NeMo
NeMo copied to clipboard
[NMT] Unable to run `megatron_nmt_training.py`
Describe the bug
Trying to run megatron_nmt_training.py, with conf/aayn_base_megatron.yml initialization crashes with the following trace:
Traceback (most recent call last):
File "examples/nlp/machine_translation/megatron_nmt_training.py", line 95, in <module>
main()
File "/workspace/nemo/nemo/core/config/hydra_runner.py", line 104, in wrapper
_run_hydra(
File "/ceph/hpc/home/ilb/.local/lib/python3.8/site-packages/hydra/_internal/utils.py", line 377, in _run_hydra
run_and_report(
File "/ceph/hpc/home/ilb/.local/lib/python3.8/site-packages/hydra/_internal/utils.py", line 214, in run_and_report
raise ex
File "/ceph/hpc/home/ilb/.local/lib/python3.8/site-packages/hydra/_internal/utils.py", line 211, in run_and_report
return func()
File "/ceph/hpc/home/ilb/.local/lib/python3.8/site-packages/hydra/_internal/utils.py", line 378, in <lambda>
lambda: hydra.run(
File "/ceph/hpc/home/ilb/.local/lib/python3.8/site-packages/hydra/_internal/hydra.py", line 111, in run
_ = ret.return_value
File "/ceph/hpc/home/ilb/.local/lib/python3.8/site-packages/hydra/core/utils.py", line 233, in return_value
raise self._return_value
File "/ceph/hpc/home/ilb/.local/lib/python3.8/site-packages/hydra/core/utils.py", line 160, in run_job
ret.return_value = task_function(task_cfg)

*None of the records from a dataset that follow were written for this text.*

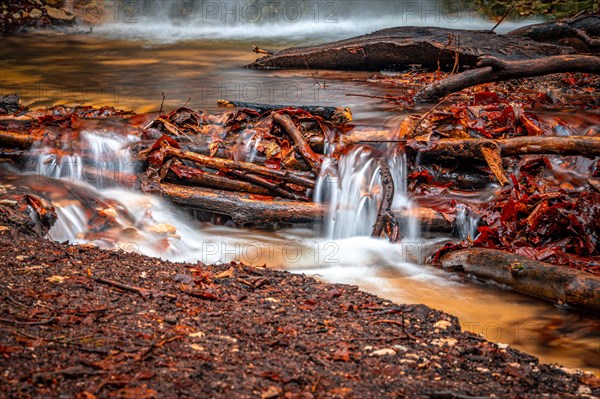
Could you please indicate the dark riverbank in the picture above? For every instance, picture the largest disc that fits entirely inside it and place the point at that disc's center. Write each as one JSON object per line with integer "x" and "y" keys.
{"x": 192, "y": 330}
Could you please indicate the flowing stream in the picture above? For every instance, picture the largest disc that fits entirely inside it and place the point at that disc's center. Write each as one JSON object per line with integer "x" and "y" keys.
{"x": 128, "y": 63}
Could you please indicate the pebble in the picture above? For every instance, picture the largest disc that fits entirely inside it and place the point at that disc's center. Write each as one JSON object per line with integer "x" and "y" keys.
{"x": 384, "y": 352}
{"x": 442, "y": 324}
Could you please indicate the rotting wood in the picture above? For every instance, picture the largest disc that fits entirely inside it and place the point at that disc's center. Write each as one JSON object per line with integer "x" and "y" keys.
{"x": 252, "y": 209}
{"x": 337, "y": 115}
{"x": 492, "y": 69}
{"x": 228, "y": 164}
{"x": 403, "y": 46}
{"x": 386, "y": 220}
{"x": 451, "y": 149}
{"x": 558, "y": 284}
{"x": 301, "y": 145}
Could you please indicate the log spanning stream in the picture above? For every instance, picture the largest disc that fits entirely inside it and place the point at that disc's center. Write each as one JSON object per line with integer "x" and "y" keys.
{"x": 92, "y": 70}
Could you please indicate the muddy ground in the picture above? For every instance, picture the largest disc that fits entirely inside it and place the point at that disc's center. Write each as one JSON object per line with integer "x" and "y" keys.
{"x": 81, "y": 322}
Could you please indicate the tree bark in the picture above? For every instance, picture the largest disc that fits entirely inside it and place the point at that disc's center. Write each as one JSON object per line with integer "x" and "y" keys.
{"x": 244, "y": 209}
{"x": 16, "y": 140}
{"x": 228, "y": 165}
{"x": 493, "y": 69}
{"x": 554, "y": 283}
{"x": 404, "y": 46}
{"x": 385, "y": 218}
{"x": 264, "y": 210}
{"x": 452, "y": 149}
{"x": 337, "y": 115}
{"x": 301, "y": 145}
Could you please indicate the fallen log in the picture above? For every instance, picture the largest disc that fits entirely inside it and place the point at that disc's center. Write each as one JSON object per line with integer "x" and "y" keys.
{"x": 573, "y": 32}
{"x": 336, "y": 115}
{"x": 262, "y": 210}
{"x": 212, "y": 180}
{"x": 244, "y": 209}
{"x": 299, "y": 142}
{"x": 452, "y": 149}
{"x": 386, "y": 220}
{"x": 493, "y": 69}
{"x": 404, "y": 46}
{"x": 16, "y": 140}
{"x": 558, "y": 284}
{"x": 228, "y": 165}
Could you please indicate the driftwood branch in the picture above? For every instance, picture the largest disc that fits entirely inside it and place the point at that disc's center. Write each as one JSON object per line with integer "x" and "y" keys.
{"x": 493, "y": 69}
{"x": 386, "y": 220}
{"x": 555, "y": 283}
{"x": 471, "y": 148}
{"x": 228, "y": 165}
{"x": 247, "y": 209}
{"x": 301, "y": 145}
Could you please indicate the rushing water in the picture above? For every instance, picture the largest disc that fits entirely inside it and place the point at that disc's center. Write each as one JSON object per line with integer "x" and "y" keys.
{"x": 128, "y": 64}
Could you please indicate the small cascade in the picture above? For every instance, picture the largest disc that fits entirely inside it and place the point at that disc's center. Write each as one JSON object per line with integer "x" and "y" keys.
{"x": 466, "y": 222}
{"x": 247, "y": 147}
{"x": 103, "y": 151}
{"x": 352, "y": 189}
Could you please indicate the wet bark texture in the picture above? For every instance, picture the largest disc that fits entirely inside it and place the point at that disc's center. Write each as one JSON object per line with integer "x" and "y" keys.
{"x": 493, "y": 69}
{"x": 403, "y": 46}
{"x": 559, "y": 284}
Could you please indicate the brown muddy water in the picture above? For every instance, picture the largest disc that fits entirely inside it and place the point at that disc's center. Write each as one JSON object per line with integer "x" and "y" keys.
{"x": 49, "y": 69}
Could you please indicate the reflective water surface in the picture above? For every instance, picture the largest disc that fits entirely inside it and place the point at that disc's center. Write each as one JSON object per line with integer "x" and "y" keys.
{"x": 104, "y": 69}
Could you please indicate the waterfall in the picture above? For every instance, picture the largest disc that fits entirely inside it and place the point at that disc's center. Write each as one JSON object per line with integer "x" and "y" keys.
{"x": 466, "y": 223}
{"x": 352, "y": 189}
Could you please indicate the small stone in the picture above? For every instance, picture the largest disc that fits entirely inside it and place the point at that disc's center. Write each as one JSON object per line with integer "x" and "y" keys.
{"x": 442, "y": 324}
{"x": 56, "y": 279}
{"x": 35, "y": 13}
{"x": 271, "y": 392}
{"x": 384, "y": 352}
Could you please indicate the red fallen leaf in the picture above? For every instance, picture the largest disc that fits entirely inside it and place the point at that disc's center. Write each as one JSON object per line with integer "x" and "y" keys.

File "examples/nlp/machine_translation/megatron_nmt_training.py", line 68, in main
MTDataPreproc(cfg=cfg.model, trainer=trainer)
File "/workspace/nemo/nemo/collections/nlp/data/machine_translation/preproc_mt_data.py", line 172, in __init__
encoder_model_name=cfg.encoder.get('model_name'),
File "/ceph/hpc/home/ilb/.local/lib/python3.8/site-packages/omegaconf/dictconfig.py", line 357, in __getattr__
self._format_and_raise(key=key, value=None, cause=e)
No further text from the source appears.